AWS for Industries

How to perform price action analysis with Amazon FinSpace

Price Action Analysis is a trading methodology that solely focuses on recent price movements of securities. It allows traders to understand and capture the current market structure in patterns, further serving as trading signals. Reading price action intuitively is an effective way to maximize trading profits for retail traders, institutional traders, and hedge fund managers.

Although price action traders aim to “Keep It Simple Stupid”, it isn’t simple to identify “true” price action patterns. The main reason is that price action analysis is essentially a chart reading exercise. Identifying price patterns on charts is subjective and manual, which makes it challenging to analyze the effectiveness and automate trading.
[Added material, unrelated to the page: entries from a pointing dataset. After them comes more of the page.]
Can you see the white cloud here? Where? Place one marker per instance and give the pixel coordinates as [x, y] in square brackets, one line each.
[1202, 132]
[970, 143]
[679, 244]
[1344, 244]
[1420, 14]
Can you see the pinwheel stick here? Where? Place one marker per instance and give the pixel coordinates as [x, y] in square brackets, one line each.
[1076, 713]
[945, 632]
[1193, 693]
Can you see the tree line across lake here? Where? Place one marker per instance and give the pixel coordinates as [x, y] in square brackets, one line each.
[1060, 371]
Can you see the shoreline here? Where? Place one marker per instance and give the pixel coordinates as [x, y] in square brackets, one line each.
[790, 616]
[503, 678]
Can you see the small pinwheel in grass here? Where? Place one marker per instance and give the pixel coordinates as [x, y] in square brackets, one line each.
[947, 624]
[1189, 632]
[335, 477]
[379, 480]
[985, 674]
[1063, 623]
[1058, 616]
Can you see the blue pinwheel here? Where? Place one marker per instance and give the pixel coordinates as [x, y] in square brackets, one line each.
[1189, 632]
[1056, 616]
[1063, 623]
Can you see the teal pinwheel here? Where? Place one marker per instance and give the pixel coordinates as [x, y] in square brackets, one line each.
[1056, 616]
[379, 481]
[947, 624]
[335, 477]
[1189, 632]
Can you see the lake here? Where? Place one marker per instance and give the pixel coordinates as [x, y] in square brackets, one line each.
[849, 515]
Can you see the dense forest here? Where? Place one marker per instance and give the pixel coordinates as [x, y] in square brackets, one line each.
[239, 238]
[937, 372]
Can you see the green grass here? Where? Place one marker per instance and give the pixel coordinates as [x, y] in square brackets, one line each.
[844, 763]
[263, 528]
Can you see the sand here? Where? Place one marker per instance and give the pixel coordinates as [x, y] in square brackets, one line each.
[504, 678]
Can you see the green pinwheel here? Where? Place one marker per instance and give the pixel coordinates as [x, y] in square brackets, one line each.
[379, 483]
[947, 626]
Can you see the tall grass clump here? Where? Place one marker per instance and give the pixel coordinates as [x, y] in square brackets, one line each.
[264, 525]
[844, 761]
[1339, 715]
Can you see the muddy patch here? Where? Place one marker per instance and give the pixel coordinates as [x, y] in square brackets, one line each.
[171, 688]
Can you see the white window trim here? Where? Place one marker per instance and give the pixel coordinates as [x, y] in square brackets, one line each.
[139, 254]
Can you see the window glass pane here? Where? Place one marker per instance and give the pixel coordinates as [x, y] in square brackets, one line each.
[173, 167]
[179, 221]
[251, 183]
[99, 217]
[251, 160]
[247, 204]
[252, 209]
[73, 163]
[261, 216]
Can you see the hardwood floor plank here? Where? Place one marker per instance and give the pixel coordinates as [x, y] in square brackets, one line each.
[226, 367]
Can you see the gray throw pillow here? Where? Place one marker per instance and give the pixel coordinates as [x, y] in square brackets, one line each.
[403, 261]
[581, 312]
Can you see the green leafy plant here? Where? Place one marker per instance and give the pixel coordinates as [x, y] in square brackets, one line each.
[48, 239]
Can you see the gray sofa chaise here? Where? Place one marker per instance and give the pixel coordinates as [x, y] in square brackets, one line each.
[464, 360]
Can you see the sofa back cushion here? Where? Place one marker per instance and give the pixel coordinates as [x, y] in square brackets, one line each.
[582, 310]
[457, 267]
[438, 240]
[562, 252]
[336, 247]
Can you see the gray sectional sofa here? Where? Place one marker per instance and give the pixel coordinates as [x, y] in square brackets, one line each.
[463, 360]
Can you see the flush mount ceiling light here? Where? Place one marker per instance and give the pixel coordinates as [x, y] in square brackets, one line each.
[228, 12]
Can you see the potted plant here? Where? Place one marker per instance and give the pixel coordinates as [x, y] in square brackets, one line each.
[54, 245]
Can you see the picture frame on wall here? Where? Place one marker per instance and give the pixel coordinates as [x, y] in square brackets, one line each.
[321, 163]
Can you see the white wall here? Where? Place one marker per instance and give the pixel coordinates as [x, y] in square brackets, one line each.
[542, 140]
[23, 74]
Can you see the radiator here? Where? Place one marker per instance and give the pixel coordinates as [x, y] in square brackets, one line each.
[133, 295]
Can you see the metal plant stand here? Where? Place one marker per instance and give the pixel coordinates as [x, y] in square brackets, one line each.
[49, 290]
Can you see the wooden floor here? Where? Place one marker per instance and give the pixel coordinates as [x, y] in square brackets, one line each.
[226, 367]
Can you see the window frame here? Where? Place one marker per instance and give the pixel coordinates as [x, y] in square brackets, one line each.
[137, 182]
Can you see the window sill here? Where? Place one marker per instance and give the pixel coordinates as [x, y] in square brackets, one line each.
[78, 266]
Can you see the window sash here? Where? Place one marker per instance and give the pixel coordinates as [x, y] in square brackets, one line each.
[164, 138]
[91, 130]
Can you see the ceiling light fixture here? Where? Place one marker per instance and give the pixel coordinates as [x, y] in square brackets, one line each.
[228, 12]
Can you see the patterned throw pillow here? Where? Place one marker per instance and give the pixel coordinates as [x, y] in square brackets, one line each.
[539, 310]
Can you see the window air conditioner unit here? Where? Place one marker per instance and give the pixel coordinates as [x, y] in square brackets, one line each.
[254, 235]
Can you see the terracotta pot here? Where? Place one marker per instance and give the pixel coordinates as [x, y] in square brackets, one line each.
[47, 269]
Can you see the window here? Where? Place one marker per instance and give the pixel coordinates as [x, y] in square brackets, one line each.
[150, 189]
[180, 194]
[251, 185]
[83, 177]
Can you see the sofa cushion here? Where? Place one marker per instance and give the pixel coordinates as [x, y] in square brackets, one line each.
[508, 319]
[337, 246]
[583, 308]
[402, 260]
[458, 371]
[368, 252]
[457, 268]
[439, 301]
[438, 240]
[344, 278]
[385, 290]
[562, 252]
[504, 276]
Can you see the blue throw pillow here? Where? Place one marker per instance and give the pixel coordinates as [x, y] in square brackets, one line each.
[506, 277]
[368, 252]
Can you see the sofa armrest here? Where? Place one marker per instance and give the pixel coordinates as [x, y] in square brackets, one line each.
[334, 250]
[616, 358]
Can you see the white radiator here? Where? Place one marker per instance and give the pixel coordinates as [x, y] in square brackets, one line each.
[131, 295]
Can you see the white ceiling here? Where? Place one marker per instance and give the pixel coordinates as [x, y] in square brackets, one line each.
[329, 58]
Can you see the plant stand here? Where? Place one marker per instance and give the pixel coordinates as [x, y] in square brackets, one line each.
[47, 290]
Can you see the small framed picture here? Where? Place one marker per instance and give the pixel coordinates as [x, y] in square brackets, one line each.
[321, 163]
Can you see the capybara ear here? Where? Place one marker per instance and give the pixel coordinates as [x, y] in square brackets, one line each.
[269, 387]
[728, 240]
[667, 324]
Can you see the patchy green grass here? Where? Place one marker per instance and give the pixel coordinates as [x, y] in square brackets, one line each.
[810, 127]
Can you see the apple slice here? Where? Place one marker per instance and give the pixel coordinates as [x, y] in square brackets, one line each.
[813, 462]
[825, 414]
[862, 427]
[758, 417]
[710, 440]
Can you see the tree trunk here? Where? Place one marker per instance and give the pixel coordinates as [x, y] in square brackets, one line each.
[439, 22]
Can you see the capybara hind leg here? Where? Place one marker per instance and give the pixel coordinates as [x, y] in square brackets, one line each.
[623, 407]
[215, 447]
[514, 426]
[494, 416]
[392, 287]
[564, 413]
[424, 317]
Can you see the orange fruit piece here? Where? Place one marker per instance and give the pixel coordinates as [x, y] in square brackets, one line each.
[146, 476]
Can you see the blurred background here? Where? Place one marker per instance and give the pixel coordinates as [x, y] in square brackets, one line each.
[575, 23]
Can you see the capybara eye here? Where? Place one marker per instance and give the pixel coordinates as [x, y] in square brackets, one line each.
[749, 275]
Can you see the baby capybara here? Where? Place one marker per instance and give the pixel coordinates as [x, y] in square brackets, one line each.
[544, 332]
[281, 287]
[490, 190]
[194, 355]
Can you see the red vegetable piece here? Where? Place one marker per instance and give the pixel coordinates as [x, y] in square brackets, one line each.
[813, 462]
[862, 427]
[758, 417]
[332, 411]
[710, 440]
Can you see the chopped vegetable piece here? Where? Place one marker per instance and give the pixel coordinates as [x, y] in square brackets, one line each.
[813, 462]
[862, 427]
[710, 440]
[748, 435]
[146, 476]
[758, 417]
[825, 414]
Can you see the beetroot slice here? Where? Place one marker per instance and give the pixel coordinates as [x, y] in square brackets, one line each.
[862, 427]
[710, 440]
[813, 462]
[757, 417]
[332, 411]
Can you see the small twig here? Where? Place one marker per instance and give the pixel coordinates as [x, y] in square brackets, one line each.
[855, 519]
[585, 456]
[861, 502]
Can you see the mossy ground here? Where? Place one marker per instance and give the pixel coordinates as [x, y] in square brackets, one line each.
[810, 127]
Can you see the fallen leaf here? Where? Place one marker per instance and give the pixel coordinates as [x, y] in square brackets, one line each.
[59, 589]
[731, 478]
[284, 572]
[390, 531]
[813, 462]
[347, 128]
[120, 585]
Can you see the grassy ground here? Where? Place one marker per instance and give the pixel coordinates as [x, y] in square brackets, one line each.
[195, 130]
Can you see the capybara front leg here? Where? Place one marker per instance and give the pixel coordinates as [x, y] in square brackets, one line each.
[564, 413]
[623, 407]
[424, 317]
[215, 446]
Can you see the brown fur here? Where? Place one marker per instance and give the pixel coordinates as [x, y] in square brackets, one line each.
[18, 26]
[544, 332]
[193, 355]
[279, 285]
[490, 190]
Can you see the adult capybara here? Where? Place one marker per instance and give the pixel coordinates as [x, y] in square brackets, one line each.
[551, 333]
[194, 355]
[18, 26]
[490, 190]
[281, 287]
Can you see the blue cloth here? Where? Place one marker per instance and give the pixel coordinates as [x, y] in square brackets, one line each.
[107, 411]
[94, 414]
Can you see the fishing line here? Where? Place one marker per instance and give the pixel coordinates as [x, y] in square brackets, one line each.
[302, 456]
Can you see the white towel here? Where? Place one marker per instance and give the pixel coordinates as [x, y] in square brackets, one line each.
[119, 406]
Partially because of this, research on popular price action patterns via verifiable evidence is based only on low-frequency data. For example, a study published by the National Bureau of Economic Research [2] demonstrates that price action patterns may work for a rolling window of 38 to 63 days. Such a long window dramatically limits the trading opportunities where higher frequency data is available.

Amazon FinSpace makes this a much easier job by relieving the traders of onerous data management and empowering them with rich analytical building blocks for data processing and scalable computing resources for sophisticated modeling or simulation.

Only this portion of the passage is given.